Nicolas Maeterlinck

Rotes Kreuz schickt erste Freiwillige in Katastrophengebiete

Das Flämische Rote Kreuz hat zum ersten Mal Freiwillige in die vom Hochwasser verwüsteten Gebiete in der Wallonie geschickt. Insgesamt haben sich fast 14.000 Menschen für freiwillige Hilfseinsätze auf der Online-Plattform gemeldet.  

Zwanzig Rettungshelfer des Roten Kreuzes sind seit Freitag in der Wallonie im Einsatz. An diesem Samstag werden dreißig Freiwillige, die sich auf der eigens zu diesem Zweck geschaffenen Plattform online angemeldet hatten, zu ihnen stoßen. 

Die freiwilligen Helfer werden vor allem in den stark betroffenen Dörfern Pepinster, Chaudfontaine und Trooz Hygienesets und Regencapes verteilen, die aufgrund des angekündigten Unwetters gelegen kommen. Das Rote Kreuz schickt außerdem vier spezialisierte Freiwillige, die psychologische Hilfe leisten können. 

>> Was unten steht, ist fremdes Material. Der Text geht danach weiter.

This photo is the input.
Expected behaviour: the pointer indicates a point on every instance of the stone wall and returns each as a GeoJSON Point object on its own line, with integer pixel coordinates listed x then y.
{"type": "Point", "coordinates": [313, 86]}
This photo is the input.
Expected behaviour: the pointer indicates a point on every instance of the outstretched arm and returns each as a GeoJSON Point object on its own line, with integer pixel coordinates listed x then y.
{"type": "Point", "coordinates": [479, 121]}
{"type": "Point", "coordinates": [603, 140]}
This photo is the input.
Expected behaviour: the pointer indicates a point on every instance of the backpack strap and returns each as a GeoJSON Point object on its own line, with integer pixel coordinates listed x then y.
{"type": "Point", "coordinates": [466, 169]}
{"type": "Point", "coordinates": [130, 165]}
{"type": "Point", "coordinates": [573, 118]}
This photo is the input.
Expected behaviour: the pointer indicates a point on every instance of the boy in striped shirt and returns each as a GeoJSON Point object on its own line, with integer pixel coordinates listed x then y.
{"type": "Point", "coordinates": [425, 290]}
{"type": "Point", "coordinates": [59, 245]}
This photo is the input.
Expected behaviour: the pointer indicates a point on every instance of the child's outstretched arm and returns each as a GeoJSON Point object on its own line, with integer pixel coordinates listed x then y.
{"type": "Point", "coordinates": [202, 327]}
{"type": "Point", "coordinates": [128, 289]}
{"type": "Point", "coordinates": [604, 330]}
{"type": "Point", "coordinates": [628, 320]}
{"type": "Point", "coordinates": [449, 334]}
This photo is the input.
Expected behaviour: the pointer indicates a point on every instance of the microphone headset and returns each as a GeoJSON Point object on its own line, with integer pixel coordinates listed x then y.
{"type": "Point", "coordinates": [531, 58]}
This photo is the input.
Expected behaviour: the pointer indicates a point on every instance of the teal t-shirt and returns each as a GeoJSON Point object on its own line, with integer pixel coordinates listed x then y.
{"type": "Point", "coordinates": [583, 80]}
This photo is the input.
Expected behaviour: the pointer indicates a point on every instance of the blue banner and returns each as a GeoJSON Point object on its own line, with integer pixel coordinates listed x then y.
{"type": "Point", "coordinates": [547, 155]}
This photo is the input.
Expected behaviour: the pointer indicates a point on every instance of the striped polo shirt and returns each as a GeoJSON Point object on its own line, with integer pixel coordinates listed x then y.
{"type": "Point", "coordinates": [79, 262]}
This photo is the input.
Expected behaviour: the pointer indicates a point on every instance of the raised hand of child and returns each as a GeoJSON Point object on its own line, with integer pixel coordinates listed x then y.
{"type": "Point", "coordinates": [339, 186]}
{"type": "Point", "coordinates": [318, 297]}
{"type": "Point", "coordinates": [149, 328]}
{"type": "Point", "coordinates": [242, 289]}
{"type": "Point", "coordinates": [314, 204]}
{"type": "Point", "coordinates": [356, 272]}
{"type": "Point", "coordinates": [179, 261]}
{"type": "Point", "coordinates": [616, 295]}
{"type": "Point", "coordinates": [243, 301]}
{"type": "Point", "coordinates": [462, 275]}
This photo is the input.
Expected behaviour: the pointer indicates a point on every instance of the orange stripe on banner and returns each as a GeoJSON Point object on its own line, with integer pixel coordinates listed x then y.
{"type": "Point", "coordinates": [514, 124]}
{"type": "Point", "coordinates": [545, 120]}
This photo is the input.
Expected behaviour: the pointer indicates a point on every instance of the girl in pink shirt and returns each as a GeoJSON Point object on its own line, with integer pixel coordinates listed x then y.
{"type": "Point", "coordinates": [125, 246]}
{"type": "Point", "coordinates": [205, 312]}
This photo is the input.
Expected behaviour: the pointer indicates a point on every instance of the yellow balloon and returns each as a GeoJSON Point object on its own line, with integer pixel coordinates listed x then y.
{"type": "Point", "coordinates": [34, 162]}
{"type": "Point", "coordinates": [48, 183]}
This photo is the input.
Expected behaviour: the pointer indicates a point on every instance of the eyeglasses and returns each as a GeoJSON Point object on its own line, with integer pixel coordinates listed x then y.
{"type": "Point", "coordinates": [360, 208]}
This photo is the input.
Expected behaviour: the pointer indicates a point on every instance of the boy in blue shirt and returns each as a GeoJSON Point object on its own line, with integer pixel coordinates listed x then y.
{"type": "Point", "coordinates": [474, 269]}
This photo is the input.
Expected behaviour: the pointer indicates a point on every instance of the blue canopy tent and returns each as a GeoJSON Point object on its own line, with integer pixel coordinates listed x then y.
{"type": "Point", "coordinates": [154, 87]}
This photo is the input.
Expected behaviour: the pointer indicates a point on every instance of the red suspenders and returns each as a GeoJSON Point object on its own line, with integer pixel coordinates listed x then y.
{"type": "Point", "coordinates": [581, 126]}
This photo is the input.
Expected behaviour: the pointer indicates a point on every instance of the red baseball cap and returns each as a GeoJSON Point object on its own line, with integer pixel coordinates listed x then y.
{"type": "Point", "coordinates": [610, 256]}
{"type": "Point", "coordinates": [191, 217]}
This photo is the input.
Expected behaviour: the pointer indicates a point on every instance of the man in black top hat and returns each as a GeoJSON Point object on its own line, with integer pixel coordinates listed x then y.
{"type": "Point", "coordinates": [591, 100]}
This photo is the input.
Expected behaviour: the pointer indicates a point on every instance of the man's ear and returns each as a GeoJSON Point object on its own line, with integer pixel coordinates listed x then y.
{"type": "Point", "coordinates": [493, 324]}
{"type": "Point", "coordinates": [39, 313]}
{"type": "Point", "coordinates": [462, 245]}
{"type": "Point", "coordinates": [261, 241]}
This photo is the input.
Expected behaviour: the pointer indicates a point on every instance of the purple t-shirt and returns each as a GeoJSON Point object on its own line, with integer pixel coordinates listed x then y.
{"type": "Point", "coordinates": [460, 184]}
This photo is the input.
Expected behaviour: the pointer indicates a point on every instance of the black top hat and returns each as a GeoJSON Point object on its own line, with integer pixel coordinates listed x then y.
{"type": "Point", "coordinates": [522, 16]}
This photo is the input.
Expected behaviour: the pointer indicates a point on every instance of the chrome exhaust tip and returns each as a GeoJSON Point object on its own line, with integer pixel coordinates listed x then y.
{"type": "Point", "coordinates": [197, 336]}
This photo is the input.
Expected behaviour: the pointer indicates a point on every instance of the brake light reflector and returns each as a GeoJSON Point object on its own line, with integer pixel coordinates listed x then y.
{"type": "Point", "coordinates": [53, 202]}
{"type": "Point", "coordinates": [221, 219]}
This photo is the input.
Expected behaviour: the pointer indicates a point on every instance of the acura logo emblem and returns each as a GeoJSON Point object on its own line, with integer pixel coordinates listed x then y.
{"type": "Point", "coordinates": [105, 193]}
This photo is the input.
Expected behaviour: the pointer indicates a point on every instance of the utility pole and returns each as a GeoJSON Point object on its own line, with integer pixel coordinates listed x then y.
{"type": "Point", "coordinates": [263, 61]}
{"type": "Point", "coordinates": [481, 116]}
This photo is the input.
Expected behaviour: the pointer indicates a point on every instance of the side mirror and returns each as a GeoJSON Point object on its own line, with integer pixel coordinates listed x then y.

Menschen, die bei den Aufgaben in den kommenden Tagen und Wochen (Aufräumarbeiten, Trümmerbeseitigung usw.) mithelfen wollen, können sich über die Krisenhelfer-Plattform des Roten Kreuzes Flandern anmelden. Bis heute haben sich 13.900 Personen registriert. Sobald es Aufgaben gibt, bei denen Krisenhelfer eingesetzt werden können, werden sie informiert.